日本企業が優良投資家を集められない残念な盲点 「自己資本」「配当性向」という言葉に透ける課題
何がいい投資で、何が悪い投資かというのは、投資を受ける側である企業の主観となるので、「絶対的にいい」投資マネーがあるわけではない。ただあくまで私が考える「優良な投資家」とは、企業の取り組みを深く理解し、本当の優しさ(ときには厳しいこともある)をもって、事業の時間軸を理解して寄り添ってくれる投資家だ。
短期化してしまった資本市場においてはとくに、「事業の時間軸を理解して寄り添う」という行為は容易ではない。
そのような「優良な投資マネー」はけっして多くはないため、世界中で争奪戦が起こっている。そのような投資家に振り向いてもらえるように、オール・ジャパンで取り組みを強化していかねばならない。
その際にいちばん重要な考え方が「他人のお金を預かっている」ことに対する認識であろう。
「自己資本」は非常に誤解を招きやすい言葉
一般的に、会社が大規模化する際には他者から資金を集めて元手としている。そのなかでも、より幅広く不特定多数から資金を集めているのが上場企業だ。

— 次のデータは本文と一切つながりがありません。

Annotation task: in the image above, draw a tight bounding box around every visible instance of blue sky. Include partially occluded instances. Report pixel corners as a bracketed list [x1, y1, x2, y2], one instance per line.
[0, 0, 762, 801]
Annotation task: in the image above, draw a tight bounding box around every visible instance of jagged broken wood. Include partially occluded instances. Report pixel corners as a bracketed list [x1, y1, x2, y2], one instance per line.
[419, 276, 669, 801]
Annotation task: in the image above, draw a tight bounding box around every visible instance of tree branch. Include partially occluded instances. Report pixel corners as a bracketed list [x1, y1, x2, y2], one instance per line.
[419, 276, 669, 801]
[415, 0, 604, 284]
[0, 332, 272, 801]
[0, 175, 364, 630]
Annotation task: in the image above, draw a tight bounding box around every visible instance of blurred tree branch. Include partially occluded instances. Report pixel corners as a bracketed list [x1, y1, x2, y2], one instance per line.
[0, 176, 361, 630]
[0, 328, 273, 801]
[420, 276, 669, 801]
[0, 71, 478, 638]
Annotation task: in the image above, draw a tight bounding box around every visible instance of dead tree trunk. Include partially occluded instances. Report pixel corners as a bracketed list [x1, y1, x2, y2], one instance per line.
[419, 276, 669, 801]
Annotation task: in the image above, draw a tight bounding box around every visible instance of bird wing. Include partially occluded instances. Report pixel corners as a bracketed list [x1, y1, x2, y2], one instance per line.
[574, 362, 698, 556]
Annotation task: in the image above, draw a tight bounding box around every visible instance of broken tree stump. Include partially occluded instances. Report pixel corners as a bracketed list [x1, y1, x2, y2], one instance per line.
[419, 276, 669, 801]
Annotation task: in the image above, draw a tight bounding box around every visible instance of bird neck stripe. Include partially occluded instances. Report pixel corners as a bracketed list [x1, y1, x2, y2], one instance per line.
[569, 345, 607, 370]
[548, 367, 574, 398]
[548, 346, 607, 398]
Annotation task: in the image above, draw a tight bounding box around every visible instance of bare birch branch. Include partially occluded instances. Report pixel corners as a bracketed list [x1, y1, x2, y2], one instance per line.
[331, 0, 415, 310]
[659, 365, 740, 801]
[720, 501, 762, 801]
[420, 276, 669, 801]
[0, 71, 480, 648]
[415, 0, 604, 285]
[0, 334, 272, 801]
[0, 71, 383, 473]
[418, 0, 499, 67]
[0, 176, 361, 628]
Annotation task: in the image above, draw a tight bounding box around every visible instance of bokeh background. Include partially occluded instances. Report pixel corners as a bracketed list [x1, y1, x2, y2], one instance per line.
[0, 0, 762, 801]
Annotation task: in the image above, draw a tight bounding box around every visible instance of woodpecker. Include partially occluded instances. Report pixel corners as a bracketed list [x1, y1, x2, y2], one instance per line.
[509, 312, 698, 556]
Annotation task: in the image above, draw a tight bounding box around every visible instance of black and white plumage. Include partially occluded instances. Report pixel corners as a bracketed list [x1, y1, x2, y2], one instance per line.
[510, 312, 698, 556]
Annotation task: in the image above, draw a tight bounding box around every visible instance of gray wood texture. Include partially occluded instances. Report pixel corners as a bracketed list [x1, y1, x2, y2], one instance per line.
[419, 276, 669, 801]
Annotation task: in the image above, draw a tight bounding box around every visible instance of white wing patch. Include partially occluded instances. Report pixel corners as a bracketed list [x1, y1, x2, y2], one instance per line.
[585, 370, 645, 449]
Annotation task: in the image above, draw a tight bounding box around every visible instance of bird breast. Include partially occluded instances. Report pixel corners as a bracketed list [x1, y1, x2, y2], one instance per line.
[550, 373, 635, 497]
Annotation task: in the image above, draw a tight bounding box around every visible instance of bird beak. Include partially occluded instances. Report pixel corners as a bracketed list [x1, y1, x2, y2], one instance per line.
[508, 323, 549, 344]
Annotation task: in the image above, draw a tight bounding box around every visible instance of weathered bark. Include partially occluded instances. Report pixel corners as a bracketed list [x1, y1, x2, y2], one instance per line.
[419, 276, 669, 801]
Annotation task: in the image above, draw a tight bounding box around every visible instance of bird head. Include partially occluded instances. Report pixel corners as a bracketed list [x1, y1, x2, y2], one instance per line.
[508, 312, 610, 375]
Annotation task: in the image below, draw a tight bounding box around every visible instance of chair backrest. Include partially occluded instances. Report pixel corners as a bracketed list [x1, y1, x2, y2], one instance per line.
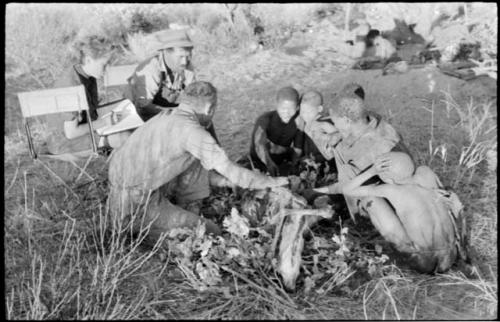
[104, 64, 137, 87]
[17, 85, 89, 118]
[17, 85, 97, 159]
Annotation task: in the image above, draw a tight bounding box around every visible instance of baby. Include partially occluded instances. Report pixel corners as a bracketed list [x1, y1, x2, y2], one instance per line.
[250, 86, 303, 176]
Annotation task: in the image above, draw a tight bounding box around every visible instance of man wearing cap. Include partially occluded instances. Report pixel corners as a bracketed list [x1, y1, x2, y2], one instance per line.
[128, 29, 218, 142]
[109, 81, 288, 239]
[316, 87, 413, 252]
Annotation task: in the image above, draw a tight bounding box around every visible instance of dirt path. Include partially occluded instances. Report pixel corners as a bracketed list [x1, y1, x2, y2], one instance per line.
[204, 47, 497, 161]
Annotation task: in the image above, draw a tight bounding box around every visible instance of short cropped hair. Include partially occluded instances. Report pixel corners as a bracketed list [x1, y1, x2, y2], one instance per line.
[72, 34, 116, 62]
[276, 86, 299, 104]
[342, 83, 365, 99]
[377, 152, 415, 182]
[331, 93, 368, 122]
[180, 81, 217, 107]
[300, 91, 323, 106]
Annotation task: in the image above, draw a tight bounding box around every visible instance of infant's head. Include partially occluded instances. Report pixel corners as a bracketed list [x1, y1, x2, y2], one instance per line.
[375, 152, 415, 183]
[300, 91, 323, 123]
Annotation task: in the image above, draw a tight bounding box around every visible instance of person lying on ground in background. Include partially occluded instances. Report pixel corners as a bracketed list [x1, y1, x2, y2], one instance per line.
[127, 29, 218, 142]
[109, 81, 288, 240]
[250, 86, 303, 176]
[315, 152, 463, 273]
[47, 35, 122, 154]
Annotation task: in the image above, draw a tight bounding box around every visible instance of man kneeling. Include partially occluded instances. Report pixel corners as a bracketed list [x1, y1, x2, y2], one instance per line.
[109, 82, 288, 239]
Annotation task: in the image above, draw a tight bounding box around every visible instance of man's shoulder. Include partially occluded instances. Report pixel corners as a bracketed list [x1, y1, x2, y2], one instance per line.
[53, 65, 81, 88]
[255, 111, 277, 126]
[135, 54, 160, 73]
[368, 112, 401, 142]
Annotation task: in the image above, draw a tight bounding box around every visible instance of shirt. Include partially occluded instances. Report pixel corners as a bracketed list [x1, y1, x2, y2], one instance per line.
[109, 105, 274, 191]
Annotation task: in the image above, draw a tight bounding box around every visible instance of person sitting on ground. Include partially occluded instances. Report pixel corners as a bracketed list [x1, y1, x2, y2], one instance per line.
[315, 152, 463, 273]
[108, 81, 288, 240]
[47, 35, 121, 155]
[250, 86, 303, 176]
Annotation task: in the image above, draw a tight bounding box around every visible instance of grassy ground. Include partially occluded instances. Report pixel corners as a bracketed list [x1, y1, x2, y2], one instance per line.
[4, 2, 498, 320]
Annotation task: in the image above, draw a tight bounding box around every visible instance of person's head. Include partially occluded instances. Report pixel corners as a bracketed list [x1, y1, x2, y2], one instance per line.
[328, 93, 368, 136]
[180, 81, 217, 126]
[276, 86, 299, 123]
[377, 152, 415, 184]
[341, 83, 365, 100]
[155, 29, 193, 72]
[300, 91, 323, 123]
[73, 35, 114, 78]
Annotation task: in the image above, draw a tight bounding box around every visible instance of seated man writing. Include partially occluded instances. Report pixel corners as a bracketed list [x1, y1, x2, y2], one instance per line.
[128, 29, 217, 140]
[316, 152, 463, 273]
[109, 82, 288, 239]
[250, 87, 303, 176]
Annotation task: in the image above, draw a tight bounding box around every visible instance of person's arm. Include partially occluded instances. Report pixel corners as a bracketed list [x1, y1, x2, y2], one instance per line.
[129, 58, 164, 120]
[292, 130, 306, 165]
[185, 126, 288, 189]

「ゴーイング・コンサーン」という考え方により、会社がずっと続いていくことを前提にものごとを考えるようになったため、会社を解散してすべての財産を出資者に配分するという機会はほとんどなくなった。そしていつの間にか、他人のお金なのか自分のお金なのかの区別が曖昧になってしまったのだ。
ここを外してしまうと投資家との話がかみ合わなくなってしまうので、少し考察を掘り下げてみたい。
例えば、日本では歴史的に「自己資本」という言葉が使われることが多いのだが、この言葉が非常に誤解を招きやすいので注意が必要だ。日本基準の貸借対照表を見ていただければわかるのだが、実は自己資本という定義はどこにも出てこない。